Source code for irlc.ex04.control_environment

# This file may not be shared/redistributed without permission. Please read copyright notice in the git repo. If this file contains other copyright notices disregard this text.
import gymnasium as gym
import numpy as np
from irlc.ex03.control_model import ensure_policy
from irlc.ex04.discrete_control_model import DiscreteControlModel



[docs]
class ControlEnvironment(gym.Env):
    """
    Helper class to convert a discretized model into an environment.
    See the ``__init__`` function for how to create a new environment using this class.

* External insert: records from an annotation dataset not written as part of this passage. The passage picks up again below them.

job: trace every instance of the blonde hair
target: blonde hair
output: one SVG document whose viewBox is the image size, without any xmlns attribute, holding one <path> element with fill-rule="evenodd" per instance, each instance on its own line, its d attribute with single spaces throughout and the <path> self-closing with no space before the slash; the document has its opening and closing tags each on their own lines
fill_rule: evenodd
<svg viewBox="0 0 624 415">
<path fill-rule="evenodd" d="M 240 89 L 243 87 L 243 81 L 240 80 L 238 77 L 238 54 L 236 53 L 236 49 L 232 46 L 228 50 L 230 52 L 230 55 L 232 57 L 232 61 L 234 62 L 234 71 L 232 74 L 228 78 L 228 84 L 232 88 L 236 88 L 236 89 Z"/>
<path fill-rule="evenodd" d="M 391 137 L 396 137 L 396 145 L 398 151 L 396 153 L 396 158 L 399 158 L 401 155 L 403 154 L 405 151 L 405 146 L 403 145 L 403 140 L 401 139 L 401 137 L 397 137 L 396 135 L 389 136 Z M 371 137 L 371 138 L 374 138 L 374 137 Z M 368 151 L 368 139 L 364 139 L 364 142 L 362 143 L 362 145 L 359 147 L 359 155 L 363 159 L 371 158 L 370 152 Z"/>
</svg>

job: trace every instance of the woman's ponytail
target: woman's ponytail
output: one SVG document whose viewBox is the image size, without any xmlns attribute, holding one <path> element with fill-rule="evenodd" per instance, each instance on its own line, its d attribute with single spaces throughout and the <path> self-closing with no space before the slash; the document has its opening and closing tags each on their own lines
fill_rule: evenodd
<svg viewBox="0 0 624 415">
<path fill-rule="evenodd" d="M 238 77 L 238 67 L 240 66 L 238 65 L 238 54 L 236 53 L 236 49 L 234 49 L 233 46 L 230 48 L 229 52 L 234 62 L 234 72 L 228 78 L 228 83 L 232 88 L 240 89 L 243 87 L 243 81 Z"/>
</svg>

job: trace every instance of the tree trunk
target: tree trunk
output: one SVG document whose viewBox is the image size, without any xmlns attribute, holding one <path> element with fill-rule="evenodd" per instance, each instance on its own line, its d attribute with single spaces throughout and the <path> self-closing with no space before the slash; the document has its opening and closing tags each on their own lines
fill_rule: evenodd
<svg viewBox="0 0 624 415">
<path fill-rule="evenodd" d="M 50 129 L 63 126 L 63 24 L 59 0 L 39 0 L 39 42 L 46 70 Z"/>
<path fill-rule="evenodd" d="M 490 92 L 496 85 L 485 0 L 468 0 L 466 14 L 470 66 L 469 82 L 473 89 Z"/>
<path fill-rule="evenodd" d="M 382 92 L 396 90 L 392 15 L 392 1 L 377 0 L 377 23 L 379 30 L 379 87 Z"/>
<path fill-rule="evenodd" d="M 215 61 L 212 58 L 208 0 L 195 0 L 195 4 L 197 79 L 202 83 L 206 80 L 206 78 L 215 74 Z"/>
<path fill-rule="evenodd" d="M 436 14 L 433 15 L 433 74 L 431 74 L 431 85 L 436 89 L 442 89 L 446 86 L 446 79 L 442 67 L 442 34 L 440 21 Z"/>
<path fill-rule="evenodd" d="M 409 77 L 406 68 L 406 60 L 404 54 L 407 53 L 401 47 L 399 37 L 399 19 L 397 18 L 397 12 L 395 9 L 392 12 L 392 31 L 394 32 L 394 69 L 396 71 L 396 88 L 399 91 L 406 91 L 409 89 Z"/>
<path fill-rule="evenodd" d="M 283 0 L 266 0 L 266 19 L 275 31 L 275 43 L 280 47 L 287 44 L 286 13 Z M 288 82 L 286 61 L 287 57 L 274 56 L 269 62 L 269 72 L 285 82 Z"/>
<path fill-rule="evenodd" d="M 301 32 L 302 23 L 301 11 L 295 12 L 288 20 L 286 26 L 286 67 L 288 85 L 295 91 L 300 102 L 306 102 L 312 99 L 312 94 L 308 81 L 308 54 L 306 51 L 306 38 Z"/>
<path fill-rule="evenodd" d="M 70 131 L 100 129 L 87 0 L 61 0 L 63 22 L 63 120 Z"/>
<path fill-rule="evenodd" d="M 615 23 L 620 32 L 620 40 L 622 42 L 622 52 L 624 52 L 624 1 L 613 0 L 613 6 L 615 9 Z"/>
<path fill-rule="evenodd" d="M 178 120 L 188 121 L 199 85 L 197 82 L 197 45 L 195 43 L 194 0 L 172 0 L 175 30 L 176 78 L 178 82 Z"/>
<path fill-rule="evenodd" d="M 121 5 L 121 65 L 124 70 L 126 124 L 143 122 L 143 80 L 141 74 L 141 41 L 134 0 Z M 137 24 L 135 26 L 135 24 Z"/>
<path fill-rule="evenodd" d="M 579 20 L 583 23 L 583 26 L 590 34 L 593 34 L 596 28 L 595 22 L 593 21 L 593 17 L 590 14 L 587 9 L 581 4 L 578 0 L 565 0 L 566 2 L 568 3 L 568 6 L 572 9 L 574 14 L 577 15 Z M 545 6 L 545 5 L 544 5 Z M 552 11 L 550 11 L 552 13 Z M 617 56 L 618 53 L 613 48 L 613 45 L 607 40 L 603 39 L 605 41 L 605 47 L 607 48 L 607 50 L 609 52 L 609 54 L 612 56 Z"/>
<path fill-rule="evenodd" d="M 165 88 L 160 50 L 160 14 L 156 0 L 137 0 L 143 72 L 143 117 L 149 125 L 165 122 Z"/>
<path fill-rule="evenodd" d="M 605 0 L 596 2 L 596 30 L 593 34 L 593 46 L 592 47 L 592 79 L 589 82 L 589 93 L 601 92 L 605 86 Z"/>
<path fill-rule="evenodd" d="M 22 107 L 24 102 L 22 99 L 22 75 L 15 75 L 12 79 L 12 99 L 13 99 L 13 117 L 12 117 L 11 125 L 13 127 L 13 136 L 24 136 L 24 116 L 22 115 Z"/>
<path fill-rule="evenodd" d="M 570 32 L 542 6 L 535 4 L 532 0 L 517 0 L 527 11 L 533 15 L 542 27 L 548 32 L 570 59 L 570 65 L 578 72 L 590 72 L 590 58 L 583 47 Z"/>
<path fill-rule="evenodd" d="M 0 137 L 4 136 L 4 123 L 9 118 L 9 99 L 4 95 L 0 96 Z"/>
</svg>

Once an environment has been
    created, you can use it as any other gym environment:

    .. runblock:: pycon

        >>> from irlc.ex04.model_pendulum import GymSinCosPendulumEnvironment
        >>> env = GymSinCosPendulumEnvironment(Tmax=4) # Specify we want it to run for a maximum of 4 seconds
        >>> env.reset() # Reset both the time and state variable
        >>> u = env.action_space.sample()
        >>> next_state, cost, done, truncated, info = env.step(u)
        >>> print("Current state: ", env.state)
        >>> print("Current time", env.time)

    In this example, tell the environment to terminate after 4 seconds using ``Tmax`` (after which ``done=True``)

    .. Note::
        The ``step``-method will use the (nearly exact) RK4 method to integrate the enviorent over a timespan of ``dt``,
        and **not** use the approximate  ``model.f(x_k,u_k, k)``-method in the discrete environment which is based on
        Euler discretization.
        This is the correct behavior since we want the environment to reflect what happens in the real world and not
        our apprixmation method.
    """
    metadata = {
        'render_modes': ['human', 'rgb_array'],
        'render_fps': 30
    }
    action_space = None
    observation_space = None


[docs]
    def __init__(self, discrete_model: DiscreteControlModel, Tmax=None, supersample_trajectory=False, render_mode=None):
        """
        Creates a new instance. You should use this in conjunction with a discrete model to build a new class. An example:

        .. runblock:: pycon

            >>> from irlc.ex04.model_pendulum import DiscreteSinCosPendulumModel
            >>> from irlc.ex04.control_environment import ControlEnvironment
            >>> from gymnasium.spaces import Box
            >>> import numpy as np
            >>> class MyGymSinCosEnvironment(ControlEnvironment):
            ...     def __init__(self, Tmax=5):
            ...         discrete_model = DiscreteSinCosPendulumModel()
            ...         self.action_space = Box(low=-np.inf, high=np.inf, shape=(1,), dtype=np.float64)
            ...         self.observation_space = Box(low=-np.inf, high=np.inf, shape=(3,), dtype=np.float64)
            ...         super().__init__(discrete_model, Tmax=Tmax)
            >>>
            >>> env = MyGymSinCosEnvironment()
            >>> env.reset()
            >>> env.step(env.action_space.sample())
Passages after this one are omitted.